Что-то он строптивым становится, Ивашка. Вдруг спрашивал, глядя на младенца:
— Хоть бы знать бы, чей он? Мой или Богданкин?
Задним числом ревновать вздумал, что ли?
— Чей бы ни был, — она отвечала, — а внук царя Ивана Васильевича.
— То правда, — говорил он, стихая. — Да, вишь, близок локоть-то, ан не укусишь. Не столь оно просто, сама уже, чай, уразумела.
Ей вдруг вспомнилась свекровь — мать рыжего. Как она тогда сидела в келье и кушала обед, успокоенная, — ее сын восходил на престол, черные дни остались позади, тихое ликование разливалось по лицу старой инокини. И как через несколько дней стояла возле лавки, на которой был распластан убитый Дмитрий. А у другого конца лавки она стояла, Марина.
Да, близок локоть…
Звонить перестали, однако. Ничем не нарушался сон царственного младенца.
— Что будем делать теперь? — спросила Марина у Заруцкого Больше не у кого было спросить.

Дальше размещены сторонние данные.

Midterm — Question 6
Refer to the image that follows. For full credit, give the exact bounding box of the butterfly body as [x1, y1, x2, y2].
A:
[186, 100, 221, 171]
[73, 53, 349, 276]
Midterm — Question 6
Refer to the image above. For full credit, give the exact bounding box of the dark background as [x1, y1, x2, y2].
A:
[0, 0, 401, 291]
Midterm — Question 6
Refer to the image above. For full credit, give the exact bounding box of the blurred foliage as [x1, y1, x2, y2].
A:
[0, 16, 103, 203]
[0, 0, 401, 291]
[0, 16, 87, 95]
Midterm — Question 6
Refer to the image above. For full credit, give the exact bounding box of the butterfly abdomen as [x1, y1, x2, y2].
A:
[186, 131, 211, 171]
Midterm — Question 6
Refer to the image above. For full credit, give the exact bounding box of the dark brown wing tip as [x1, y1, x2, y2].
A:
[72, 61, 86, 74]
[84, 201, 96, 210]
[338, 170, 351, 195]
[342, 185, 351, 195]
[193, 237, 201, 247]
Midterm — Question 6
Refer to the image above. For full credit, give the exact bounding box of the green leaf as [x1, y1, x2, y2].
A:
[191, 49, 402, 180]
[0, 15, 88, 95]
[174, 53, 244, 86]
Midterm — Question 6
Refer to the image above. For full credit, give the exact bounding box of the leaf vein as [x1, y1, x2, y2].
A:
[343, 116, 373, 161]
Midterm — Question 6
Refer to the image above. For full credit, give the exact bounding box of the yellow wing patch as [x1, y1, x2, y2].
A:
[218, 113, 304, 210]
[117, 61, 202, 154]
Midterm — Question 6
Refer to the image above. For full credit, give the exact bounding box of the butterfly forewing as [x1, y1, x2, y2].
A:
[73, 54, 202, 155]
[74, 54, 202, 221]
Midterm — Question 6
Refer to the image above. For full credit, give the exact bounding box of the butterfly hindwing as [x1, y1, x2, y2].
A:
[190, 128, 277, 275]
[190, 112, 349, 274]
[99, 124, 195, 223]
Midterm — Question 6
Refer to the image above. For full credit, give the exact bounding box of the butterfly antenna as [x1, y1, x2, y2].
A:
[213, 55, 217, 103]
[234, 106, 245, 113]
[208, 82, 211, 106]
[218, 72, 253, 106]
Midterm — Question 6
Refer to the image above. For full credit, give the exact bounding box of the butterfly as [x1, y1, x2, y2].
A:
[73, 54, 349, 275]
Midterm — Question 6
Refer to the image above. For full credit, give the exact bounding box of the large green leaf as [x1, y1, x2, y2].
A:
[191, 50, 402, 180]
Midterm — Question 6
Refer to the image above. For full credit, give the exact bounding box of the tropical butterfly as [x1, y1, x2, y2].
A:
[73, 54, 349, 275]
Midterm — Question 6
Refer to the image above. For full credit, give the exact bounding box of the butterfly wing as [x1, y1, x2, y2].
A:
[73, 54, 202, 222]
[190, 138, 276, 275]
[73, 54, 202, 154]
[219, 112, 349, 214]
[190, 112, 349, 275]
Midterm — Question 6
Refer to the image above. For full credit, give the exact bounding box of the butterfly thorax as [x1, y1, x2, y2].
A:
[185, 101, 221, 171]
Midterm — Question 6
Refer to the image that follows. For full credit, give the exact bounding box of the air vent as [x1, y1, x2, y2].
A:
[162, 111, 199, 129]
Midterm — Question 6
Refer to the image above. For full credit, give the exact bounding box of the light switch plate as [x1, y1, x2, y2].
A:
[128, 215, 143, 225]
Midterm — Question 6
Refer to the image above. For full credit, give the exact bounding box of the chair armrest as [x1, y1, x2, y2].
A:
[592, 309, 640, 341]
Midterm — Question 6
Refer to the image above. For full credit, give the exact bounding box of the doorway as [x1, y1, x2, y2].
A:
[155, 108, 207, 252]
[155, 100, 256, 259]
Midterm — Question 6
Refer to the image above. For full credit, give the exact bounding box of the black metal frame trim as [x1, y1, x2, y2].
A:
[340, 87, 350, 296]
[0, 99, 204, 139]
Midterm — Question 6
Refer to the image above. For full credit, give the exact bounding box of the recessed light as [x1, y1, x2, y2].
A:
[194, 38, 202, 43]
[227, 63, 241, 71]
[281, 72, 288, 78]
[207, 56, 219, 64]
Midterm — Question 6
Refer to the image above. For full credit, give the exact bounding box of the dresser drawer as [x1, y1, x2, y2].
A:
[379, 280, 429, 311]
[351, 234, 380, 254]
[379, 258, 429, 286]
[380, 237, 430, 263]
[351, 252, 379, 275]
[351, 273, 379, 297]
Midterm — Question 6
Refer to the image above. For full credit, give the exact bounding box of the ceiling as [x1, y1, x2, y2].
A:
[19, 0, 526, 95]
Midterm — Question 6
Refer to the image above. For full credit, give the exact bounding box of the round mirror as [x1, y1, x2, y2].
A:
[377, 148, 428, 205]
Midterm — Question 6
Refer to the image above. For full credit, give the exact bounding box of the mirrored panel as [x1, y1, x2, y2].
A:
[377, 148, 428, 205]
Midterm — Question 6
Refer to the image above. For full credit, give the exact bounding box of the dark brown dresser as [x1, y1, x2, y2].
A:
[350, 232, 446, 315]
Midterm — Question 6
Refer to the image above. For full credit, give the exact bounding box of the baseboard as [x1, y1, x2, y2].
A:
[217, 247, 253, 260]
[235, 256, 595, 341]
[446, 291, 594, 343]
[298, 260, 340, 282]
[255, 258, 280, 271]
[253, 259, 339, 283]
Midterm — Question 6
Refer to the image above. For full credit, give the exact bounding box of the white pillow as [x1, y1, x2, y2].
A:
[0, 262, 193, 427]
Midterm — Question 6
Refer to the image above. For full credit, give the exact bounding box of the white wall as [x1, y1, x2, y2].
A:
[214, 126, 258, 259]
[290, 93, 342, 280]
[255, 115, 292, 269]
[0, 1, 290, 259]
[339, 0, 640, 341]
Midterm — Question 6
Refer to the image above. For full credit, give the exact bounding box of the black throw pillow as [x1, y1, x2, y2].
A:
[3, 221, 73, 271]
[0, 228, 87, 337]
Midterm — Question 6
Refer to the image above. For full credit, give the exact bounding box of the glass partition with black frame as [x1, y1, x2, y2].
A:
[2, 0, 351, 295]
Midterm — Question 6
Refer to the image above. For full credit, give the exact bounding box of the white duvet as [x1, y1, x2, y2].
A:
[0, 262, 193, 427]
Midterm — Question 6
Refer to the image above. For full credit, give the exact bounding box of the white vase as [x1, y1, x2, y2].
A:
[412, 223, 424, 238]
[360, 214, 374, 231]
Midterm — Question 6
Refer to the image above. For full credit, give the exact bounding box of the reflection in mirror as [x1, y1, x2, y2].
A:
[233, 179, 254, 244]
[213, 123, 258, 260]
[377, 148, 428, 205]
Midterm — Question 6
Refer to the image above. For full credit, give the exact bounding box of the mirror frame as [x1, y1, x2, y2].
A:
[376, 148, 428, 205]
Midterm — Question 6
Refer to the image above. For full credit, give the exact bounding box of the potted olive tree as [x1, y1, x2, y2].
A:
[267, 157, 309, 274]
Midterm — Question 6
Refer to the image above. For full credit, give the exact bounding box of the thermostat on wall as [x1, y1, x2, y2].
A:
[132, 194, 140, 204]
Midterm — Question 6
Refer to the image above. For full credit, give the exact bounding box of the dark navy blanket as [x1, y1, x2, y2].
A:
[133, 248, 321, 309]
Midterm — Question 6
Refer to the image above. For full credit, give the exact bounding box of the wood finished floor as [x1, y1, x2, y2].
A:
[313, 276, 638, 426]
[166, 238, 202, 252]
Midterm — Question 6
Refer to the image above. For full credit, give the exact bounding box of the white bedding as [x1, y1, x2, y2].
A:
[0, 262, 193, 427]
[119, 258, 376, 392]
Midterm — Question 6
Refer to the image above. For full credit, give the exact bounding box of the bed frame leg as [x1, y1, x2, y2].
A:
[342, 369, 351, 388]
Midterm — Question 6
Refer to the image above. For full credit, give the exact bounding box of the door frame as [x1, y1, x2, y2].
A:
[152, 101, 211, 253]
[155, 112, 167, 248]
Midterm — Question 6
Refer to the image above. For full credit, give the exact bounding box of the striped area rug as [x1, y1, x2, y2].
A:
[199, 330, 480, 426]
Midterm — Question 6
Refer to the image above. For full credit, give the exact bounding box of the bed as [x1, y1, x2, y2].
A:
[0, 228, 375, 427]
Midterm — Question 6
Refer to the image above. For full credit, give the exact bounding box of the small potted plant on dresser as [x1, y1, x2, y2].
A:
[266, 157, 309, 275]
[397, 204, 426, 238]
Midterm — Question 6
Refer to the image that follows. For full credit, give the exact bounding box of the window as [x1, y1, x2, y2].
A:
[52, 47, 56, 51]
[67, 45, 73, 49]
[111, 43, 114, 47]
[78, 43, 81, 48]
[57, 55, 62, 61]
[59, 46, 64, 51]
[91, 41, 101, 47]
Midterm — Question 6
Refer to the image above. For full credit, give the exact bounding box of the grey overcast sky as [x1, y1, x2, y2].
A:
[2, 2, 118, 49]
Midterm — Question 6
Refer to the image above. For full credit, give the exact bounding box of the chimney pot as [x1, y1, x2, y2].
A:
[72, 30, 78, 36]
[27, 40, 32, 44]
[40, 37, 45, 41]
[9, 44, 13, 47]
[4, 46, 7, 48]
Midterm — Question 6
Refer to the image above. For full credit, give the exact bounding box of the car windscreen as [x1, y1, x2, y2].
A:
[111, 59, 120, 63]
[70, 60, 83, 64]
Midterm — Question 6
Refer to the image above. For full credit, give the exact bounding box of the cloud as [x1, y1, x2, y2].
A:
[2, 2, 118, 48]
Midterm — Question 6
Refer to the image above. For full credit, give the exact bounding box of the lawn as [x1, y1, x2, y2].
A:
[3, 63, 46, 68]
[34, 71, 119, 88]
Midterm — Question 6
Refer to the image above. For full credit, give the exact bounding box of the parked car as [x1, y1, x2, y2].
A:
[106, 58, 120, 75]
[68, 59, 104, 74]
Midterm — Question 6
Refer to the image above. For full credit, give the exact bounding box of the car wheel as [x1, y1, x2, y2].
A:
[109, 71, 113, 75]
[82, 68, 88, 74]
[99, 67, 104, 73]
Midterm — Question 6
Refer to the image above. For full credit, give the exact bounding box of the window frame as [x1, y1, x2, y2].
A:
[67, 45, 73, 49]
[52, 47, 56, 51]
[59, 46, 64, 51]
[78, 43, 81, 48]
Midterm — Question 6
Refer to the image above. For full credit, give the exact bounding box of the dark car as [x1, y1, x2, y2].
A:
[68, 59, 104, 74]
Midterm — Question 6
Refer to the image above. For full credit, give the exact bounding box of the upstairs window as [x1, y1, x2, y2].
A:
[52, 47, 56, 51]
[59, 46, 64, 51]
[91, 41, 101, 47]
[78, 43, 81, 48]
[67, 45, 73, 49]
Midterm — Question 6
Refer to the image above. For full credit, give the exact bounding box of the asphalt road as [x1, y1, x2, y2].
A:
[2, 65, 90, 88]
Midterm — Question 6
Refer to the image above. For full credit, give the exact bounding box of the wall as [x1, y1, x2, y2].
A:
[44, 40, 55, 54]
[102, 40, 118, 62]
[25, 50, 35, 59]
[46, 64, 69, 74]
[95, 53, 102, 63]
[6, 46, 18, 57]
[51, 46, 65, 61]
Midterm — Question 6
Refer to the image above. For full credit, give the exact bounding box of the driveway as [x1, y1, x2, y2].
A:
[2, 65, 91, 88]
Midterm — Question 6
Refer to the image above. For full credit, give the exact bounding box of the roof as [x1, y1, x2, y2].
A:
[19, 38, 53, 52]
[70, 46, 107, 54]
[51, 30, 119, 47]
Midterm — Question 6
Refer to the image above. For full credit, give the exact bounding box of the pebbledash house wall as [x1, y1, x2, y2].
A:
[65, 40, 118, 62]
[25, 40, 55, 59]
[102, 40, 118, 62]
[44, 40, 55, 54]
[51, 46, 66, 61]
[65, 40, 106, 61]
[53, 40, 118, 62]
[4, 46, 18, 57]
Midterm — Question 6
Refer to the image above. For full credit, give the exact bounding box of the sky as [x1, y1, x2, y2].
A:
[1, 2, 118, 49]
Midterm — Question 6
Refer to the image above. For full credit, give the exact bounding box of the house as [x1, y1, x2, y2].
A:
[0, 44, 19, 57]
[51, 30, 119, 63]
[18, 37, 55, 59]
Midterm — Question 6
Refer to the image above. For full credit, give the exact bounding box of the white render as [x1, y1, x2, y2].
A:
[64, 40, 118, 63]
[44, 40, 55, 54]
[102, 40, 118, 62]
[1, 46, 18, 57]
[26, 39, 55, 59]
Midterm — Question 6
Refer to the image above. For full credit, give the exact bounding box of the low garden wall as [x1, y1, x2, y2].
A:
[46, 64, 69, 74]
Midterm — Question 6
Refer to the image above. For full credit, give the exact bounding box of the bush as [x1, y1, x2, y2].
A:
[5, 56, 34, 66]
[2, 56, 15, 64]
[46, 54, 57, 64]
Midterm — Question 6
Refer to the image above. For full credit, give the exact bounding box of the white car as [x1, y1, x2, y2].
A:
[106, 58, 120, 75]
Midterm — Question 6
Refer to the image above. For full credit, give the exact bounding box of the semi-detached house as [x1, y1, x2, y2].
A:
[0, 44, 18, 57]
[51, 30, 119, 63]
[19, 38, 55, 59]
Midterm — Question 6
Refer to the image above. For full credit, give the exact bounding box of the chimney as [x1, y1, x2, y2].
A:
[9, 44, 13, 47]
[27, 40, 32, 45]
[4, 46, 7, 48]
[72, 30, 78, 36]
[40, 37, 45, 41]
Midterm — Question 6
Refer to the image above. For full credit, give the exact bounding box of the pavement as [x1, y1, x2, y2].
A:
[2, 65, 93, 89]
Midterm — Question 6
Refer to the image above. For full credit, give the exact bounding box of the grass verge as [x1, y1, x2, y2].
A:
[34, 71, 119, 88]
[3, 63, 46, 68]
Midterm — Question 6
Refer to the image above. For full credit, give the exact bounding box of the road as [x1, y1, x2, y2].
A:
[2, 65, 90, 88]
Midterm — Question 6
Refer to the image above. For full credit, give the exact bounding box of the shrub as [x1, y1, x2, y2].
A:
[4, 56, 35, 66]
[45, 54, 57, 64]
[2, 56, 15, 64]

— Подумать надо, — сказал Заруцкий. — Подумаю — скажу.
И сказал:
— В Персию будем подаваться, в Тегеран. Войска у хана просить.
— А даст он нам войско?
— Даром не даст, а посулишь ему отдать твои города — почему же не даст? Даст!
— Это Новгород-то да Псков?
— Новгород, Псков. Жалко, что ли?
Верно, ей жалко стало. Ведь не монета из кошелька — цельные города с пригородами, весями, лесами, покосами, жителями… Отдаст хану свои города — уже и вовсе ей тогда не над чем царствовать и не над кем.